Zingaretti propone il suo Pd come il partito che “risolve i problemi”, “dicono che tendo a sopire le polemiche, è vero, credo nelle idee e non nel chiasso delle voci, nelle inutili scintille”. A Roberto Saviano, che ha lanciato improperi contro i dem per il Sì al referendum, dice: “Le sue critiche mi hanno colpito e ferito, ma il Pd è un presidio di democrazia e legalità, chi pensa di trovare qui un pericolo o un avversario sbaglia. Senza questo popolo l’Italia sarebbe peggiore”. E ancora: “Noi non chiediamo solo voti contro qualcuno, ma coscienti di aver fatto bene e di poter fare ancora”.

Applausi dai militanti, che restano invece freddi quando il segretario ribadisce le ragioni del Si: “Combatto per far partire un processo di riforme, io odio l’antipolitica ma non cambio idea sul taglio dei parlamentari se qualcuno usa gli argomenti dell’antipolitica per difenderlo”. Come dire: l’idea era nostra, non di Di Maio. Ma la platea non apprezza.

Il discorso verte tutto sulla contrapposizione tra speranza e odio. “Il governo deve fare passi in avanti, ora che il Paese sta uscendo dalle secche. Il Pd chiede una nuova missione chiara e leale per una rinascita italiana”. Ai grillini spiega che “non siamo subalterni, siamo forze diverse e distinte”. E sgnala le differenze: “Combatteremo per usare il Mes per la sanità pubblica, per una giustizia che si ispiri a una cultura garantista”.

Ribadisce gli appelli all’unità interna al Pd, annuncia una rifondazione del partito, una grande Agorà “prima di Natale”, dove chiamare “a costruire progetti una generazione stanca di aspettare, laureati, giovani, imprenditori”. Chiede ai giovani di “sfondare le porte dei nostri circoli, venite fondate una nuova base, non aspettate segnali, dateli”. Ai giovani “non promettiamo la bella vita, ma se vincono le nostre idee noi promettiamo una vita bella”, la frase finale, prima che inizino le note di Bella Ciao.

Arriva immediato l’elogio di Dario Franceschini, considerato l’alleato fondamentale di Zingaretti dentro il Pd (assente a Modena, aveva anche annullato il suo dibattito a inizio settembre): “Un discorso chiaro e forte sia nell’analisi delle scelte che abbiamo fatto nell’anno che abbiamo alle spalle, sia nell’indicare la strada da seguire per partito e governo”.
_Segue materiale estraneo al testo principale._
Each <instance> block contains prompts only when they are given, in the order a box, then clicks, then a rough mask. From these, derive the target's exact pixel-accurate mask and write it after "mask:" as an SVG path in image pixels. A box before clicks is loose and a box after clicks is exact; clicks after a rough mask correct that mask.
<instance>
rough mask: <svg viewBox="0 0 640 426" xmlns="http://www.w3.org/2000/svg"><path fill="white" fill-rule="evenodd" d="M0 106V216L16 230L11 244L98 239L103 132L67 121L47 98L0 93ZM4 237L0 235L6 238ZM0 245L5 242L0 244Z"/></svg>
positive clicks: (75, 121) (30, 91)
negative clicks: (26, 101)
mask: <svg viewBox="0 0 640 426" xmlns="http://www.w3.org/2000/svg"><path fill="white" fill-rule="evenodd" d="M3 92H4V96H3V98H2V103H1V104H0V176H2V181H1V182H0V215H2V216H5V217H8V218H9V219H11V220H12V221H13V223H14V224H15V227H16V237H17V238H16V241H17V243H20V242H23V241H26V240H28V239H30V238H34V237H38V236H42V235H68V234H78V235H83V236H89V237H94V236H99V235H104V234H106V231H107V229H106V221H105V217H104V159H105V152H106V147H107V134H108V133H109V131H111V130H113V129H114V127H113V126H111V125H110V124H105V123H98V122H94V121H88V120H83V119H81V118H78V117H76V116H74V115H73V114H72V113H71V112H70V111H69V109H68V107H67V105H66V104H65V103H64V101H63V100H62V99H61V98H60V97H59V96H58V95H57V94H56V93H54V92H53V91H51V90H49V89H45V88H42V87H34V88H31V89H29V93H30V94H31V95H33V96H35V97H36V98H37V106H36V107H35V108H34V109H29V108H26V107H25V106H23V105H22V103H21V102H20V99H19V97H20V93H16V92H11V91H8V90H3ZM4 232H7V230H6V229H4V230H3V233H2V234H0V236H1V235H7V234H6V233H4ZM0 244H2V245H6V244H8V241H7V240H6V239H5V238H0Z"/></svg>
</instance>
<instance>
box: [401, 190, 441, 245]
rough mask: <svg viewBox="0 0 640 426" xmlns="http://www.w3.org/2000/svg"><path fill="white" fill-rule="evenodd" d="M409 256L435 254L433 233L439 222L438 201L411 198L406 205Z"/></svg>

Sul palco anche il governatore emiliano Stefano Bonaccini, considerato un possibile sfidante per la segreteria, che sprona i candidati alle regionali: “Tutto è possibile se si ha coraggio, una classe dirigenti non la vedi quando c’è il sole, ma quando piove. Anche in Emilia dicevano che avremmo perso…”. “Oggi le persone cambiano voto molto spesso, il Covid ha messo in crisi i populisti in tutto il mondo, per noi si aprono delle opportunità. Ma chi ha paura forse deve cambiare mestiere”. Per un giorno le rivalità interne restano sotto il tappeto. Tutti col fiato sospeso, in attesa del voto della settimana prossima.